Hypothesis / aims of study
For about ten years midurethral mesh sling (MUS) insertion use has declined due to controversy around mesh-related complications. National policy has changed lately and might affect this implantation rate. However, there are little evidence on the long-term prevalence of MUS reoperation. The objective of our study was to examine long-term mesh removal and reoperation rates in women with MUS and explore the risk factors of reoperation. Our study will better assess the prognosis of patients with successful MUS in light of current changes.
Study design, materials and methods
This is a national population-based retrospective cohort study including 217 326 patients aged 18 years or older who had a first MUS insertion for stress urinary incontinence in all public hospitals and private practices nationwide between January 1, 2013, and December 31, 2021. Women were followed up until December 31, 2022.
The primary outcome was the rate of MUS removal (partial or total) and secondary outcomes were reoperation for stress urinary incontinence and any reoperation including mesh removal or other type of surgery for stress urinary incontinence. Cox regression models were performed to assess the risk factors of MUS removal/reoperation. The following factors were assessed the type of MUS (retropubic vs. transobturator), obesity, alcoholic/smoking women, high blood pressure, diabetes, dyslipidemia, anemia, renal or heart failure, strokes, pelvic organ prolapse, hemorrhage, neurogenic disease, hematological cancer, Crohn disease, chronic respiratory or liver condition
Results
The study population consisted of 217 326 women with first MUS insertion, including 5.851 removal and 9.521 reoperations without removal. The median age was 56 years (IQR 47-68).
A total of 46 768 with retropubic (RP) insertion and 170 558 with transobturator (TO) insertion. The median follow-up time was 2.4 years (IQR 1 day-5.2 years).
The majority of removals occurred within the first year (58%) and 40% occurred within the first six months.
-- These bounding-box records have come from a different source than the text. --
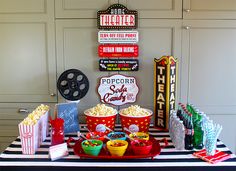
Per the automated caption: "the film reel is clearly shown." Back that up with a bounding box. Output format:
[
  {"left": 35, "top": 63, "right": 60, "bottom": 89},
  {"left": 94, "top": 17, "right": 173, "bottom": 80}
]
[{"left": 57, "top": 69, "right": 89, "bottom": 101}]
Removals that took place between 5 and 10 years represent less than 8% of total removal. The rate of MUS removal was 1.6% at 1 year, 2.5% at 5 years and 2.7% at 10 years. Risk of removal declined with age: 3.5% for the 18-39 years-old; 2.8% for the 50-59 years-old and 2.4% for the 70 years at 10 years.
The 10-year removal risk after RO insertion (2.6%) was statistically lower than the risk after RP insertion (3%), p<0.0001.
When looking at comorbidities adjusted on age Cox models show that alcoholic/smoking women and obesity, are risk factors for MUS removal, with respectively hazard ratios (H.R.) of 1.2 (p=0.0004) and 1.1 (p<0.03). The type of MUS had an significant effect with a H.R.= 0.89 for TO (p<0.0001) .
The rate of reoperation for stress urinary incontinence was 2.2% at 1 year, 4% at 5 years and 4.5% at 10 years. The 10-year reoperation risk after TO (4.3%) was statistically lower than the risk after RP (5.2%). The rate of any reoperation, including mesh removal was 3.7% at 1 year, 6.4% at 5 years, 7.1% at 10 years.
The overall complications observed, including erosion, infection, bleeding and pain, were 5.5%; with a higher risk after RP (7.7%) than after TO (5.0%).
Interpretation of results
The rate of MUS removal was 1.6% at 1 year, and it correspond of the 58% of all the removal. This illustrates the necessity of closely follow-up patients especially the first year after surgery, to eliminate potential complications.
Removal rates were lower following TO than RP, as well as reoperation rates for stress urinary incontinence. This can be understood because removal operations are more difficult when it is TO than RP insertion, but that contradicts previous studies with higher reoperation rates after TO. When we compared the complications rate between RP and TO, we also found more complications after RP than TO. Our study did not allow us to study whether these complications appeared according to the specialty of the surgeon and according to the center where the intervention took place. Perhaps this parameter could have explained these differences compared to previous studies.
Risks of removal and any reoperation were also higher among young women. These findings may be associated with the lower benefit-risk balance for reoperation in older patients.